Based on a request from the PIANZEA (Pacific Island, Australian and New Zealand Electoral Administrators’ Network) Advisory group, a DFAT funded, four-day, Virtual BRIDGE Strategic Planning Module was conducted for 6 members of the network. Participants from Fiji, Solomon Islands, Tokelau, Kiribati and Tonga attended.
The workshop was conducted for four hours each day on the 27th and 28th of May and the 3rd and 4th of June, 2021. The group was very lucky to have Antonio Spinelli of International IDEA – author of the IFES Guide Strategic Planning for Effective Electoral Management, a seminal text on Strategic Planning in elections and the primary document on which the Version 3 module is based – as a key expert throughout the workshop
The BRIDGE facilitation team was made up of Australian Electoral Commission (AEC) officers Sara Staino and Ross Attrill – both Accrediting Facilitators – and Darren McNair who was completing his workshop accreditation. Again, we were ably assisted by our AEC colleagues from the Community and International Engagement team who dealt with all the technical and administrative issues extremely well. It made the facilitation team’s job so much easier, particularly considering the virtual setting of the workshop.
All of the participants were senior members of their respective EMBs. Most of them already had strategic plans in place for their organisations but there was one that was about to embark on the process of developing a strategic plan for the first time. The module itself is now divided into “theoretical” and “practical” sections and it was decided, due to time constraints, to focus on the theoretical section to enable those new to the process to gain an understanding of all its elements and for those already in a strategic planning process to have the opportunity to assess where the process was in their particular context and realistically consider how to go about it.
This time around we opted for two half days in consecutive weeks as the last virtual module conducted for the network was conducted across one week and most found tiring working virtually for so many days in a row. All agreed that the format used in this module worked better. It also allowed those with connectivity problems a week to rectify them between the 2nd and 3rd days. All found the workshop to be of great use and very engaging, although the facilitators felt that we had not quite created the sought of “fun” space that face to face BRIDGE workshops offer.
Darren McNair did a wonderful job and both Sara and Ross agreed he should be given his “workshop” accreditation. The following is Darren’s description of that process.

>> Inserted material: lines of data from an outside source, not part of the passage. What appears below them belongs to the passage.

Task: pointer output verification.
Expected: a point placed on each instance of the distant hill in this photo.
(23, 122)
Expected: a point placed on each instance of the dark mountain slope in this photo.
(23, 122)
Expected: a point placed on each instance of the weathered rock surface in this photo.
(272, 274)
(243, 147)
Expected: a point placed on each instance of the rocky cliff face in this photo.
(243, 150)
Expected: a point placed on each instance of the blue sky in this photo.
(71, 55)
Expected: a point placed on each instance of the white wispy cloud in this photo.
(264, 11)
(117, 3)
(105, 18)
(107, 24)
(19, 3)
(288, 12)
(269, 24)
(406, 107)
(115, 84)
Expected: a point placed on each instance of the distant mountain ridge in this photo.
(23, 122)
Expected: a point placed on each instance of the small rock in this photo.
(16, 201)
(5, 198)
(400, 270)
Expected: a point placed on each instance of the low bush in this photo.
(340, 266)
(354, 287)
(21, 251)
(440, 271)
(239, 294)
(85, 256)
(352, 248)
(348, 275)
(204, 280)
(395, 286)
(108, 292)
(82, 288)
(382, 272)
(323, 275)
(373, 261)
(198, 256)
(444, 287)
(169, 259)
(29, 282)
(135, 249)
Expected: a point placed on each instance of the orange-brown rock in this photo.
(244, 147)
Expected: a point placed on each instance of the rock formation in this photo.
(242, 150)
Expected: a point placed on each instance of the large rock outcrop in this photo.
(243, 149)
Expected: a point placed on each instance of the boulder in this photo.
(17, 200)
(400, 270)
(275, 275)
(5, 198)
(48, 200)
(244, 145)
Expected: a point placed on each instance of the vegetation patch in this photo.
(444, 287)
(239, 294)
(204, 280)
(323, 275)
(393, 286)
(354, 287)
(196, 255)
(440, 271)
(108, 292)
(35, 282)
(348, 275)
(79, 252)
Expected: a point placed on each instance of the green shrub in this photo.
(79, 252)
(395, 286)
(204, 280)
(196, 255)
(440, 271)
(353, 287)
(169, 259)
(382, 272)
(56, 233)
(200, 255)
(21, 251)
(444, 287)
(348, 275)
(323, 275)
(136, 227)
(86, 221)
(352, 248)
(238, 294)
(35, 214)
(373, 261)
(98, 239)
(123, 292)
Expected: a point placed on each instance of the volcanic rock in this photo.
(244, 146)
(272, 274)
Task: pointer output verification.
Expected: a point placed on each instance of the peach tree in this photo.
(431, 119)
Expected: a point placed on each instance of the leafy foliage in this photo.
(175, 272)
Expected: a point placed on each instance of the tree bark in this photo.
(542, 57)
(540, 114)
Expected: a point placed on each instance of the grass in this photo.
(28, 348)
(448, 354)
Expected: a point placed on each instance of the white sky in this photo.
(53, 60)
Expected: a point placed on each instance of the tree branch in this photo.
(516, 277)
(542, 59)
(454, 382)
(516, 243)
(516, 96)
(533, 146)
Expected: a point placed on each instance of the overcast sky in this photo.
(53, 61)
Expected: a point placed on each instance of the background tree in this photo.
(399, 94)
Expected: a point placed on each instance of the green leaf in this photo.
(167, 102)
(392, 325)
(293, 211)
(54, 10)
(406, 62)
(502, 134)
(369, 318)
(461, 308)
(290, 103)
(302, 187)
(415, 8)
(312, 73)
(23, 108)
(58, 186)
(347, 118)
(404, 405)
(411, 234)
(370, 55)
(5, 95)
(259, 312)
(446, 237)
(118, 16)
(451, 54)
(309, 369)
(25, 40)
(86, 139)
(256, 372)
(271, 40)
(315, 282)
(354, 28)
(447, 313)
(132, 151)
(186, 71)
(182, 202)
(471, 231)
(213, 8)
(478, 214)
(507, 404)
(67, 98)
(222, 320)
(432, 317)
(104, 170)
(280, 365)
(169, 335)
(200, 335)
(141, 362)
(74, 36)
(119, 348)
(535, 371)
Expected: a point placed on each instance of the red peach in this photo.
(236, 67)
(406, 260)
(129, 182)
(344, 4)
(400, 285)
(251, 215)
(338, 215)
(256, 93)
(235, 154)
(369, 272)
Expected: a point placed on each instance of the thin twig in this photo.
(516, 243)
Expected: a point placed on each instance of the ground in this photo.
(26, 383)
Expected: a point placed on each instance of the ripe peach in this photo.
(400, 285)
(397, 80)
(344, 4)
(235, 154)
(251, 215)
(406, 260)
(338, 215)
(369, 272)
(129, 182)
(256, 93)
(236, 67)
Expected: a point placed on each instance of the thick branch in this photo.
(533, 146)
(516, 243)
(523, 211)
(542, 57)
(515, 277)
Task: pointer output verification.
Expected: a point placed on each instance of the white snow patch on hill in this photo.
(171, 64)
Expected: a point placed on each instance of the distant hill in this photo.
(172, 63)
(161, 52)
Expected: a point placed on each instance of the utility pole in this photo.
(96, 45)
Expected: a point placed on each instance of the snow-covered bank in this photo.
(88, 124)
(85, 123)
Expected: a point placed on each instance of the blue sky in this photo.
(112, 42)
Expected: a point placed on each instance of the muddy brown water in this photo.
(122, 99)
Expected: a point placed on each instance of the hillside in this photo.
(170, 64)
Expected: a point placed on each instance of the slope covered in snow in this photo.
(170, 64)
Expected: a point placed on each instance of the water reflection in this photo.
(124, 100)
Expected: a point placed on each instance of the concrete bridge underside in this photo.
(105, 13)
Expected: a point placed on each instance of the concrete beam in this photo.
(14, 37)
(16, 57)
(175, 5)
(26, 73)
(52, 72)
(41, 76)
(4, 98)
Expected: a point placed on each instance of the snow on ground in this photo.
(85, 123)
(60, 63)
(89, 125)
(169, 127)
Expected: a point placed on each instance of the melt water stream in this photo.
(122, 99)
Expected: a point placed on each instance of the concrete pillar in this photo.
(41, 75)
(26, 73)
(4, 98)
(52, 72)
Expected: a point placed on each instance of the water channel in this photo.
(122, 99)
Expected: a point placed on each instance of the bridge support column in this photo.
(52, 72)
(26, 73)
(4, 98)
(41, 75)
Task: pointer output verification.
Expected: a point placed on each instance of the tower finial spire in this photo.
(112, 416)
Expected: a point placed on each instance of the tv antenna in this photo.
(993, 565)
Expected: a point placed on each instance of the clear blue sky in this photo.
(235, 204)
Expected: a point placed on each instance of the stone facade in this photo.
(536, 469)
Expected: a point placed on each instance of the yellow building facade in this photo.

“I’ve thought very highly of BRIDGE since attending my first BRIDGE course back in 2011. The engaging nature of the content and the way it is delivered really piqued my interest and I knew I wanted to be involved in BRIDGE in the future.
After completing my BRIDGE Train the Facilitator Workshop in early 2019, I was excited to be able to finally get the chance to take the next step to becoming an Accredited Workshop Facilitator.
And then Covid19 came. I thought that any chance I had of obtaining my Workshop Accreditation in the next few years were dashed. However, like many things in the Covid environment, BRIDGE has learnt to adapt, and has done so by moving to an online virtual delivery model.
While BRIDGE is designed to be delivered in person, our facilitation team adapted and created ways to keep the participants as engaged as possible in the virtual environment. We were lucky enough to have a world renowned expert on Strategic Management, Antonio Spinelli, deliver and support many of the technical aspects of the training, which allowed me to concentrate on creating and running the group activities to reinforce the participant’s learnings.
I was also expertly supported by my fellow facilitators, both very experienced BRIDGE facilitators, which made my job easier as I knew I was in good hands.
Participants were open and honest about strategic planning in their respective EMB’s, which allowed them to get the most out of the sessions. We also had the Fijian Elections Office provide an excellent presentation on their strategic planning process, which really helped participants solidify what they had learnt over the 4 days.
That’s not to say that we didn’t face any challenges over the four days. With our participants coming from various countries around the Pacific, internet connectivity for some participants was patchy at best, requiring us to think on our feet as to how we could ensure that all were able to participate. This included one participant only being able to communicate through the chat function, however it was clear from their interaction that they were still able to understand and follow the sessions.
While my first time facilitating a BRIDGE module wasn’t as I thought it would be when I completed my TtF, it was still an amazing experience to be part of a BRIDGE facilitation team and to meet some of our close neighbours from the Pacific.”
Darren has summed it up beautifully. While we are still learning how to use the virtual space effectively, this was a worthwhile experience for everyone involved and a great way to ensure that the PIANZEA secretariat keeps providing its member states with what they request.